Hospital visits can be overwhelming for both you and your child. But as anesthesiologists, we are able to make this apprehensive time as safe and pain-free as possible.
Your child’s anesthesiologist will meet with both you and your child before surgery to ask some general health history questions and to make sure your child is ready physically for the procedure. It is important to let your doctor know of any health issues, including allergies, asthma, diabetes and any family history or previous experiences of difficulties with anesthetic medications. You and your child are welcome to ask any questions at this time or express any apprehension. Your doctor has your child’s best interests at heart, and will do everything possible to ensure a safe experience.
Anesthesia is given to children much the same way as adults. Some pediatric patients may be given a small sedative, or pre-medication, before surgery to calm any jittery nerves. Once in the surgery suite, your child may be put to sleep with a mask or through an intravenous injection. Your anesthesiologist will inform you what method would be best for your child based on many factors.
With general anesthesia, patients are free from pain and enter an unconsciousness state. During surgery, your anesthesiologist is constantly monitoring your child’s condition, minimizing any risk.
In some procedures, a regional anesthesia may be indicated instead of general anesthetic. Regional anesthesia provides the desired pain relief to a specific area of the body and allows the patient to remain conscious. The most common form of regional anesthesia for children is an epidural or caudal injection, similar to what mothers are given during childbirth.
After surgery, your child will be moved to the recovery room. Some children may recover from anesthesia quickly, while others may experience some grogginess and possible nausea. Some children may require additional pain management after surgery to ease any lingering discomfort. There are several methods for this, including injections, patient-controlled analgesia or regional techniques. Should you have any concerns during your child’s recovery process, please feel free to speak with your anesthesiologist or nurse.
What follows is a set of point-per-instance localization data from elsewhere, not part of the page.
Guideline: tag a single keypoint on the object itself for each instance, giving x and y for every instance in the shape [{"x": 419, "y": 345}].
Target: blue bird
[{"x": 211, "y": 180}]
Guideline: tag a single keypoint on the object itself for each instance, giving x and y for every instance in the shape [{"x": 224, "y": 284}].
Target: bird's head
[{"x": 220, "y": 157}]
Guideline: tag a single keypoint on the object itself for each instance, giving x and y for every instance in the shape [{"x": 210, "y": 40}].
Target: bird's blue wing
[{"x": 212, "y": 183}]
While your child is at the hospital, the biggest help to your child and your doctors is you. It is important to prepare your child for the upcoming surgery, as well as the sights and sounds of the hospital or clinic as soon as you can. With an understanding of what’s ahead, children are often better patients for surgery and anesthesia. Honestly inform your child what they will experience, including some pain, and that you may not be able to be with them at all times. If mom and dad are calm, your child will be much more relaxed and better prepared physically for surgery.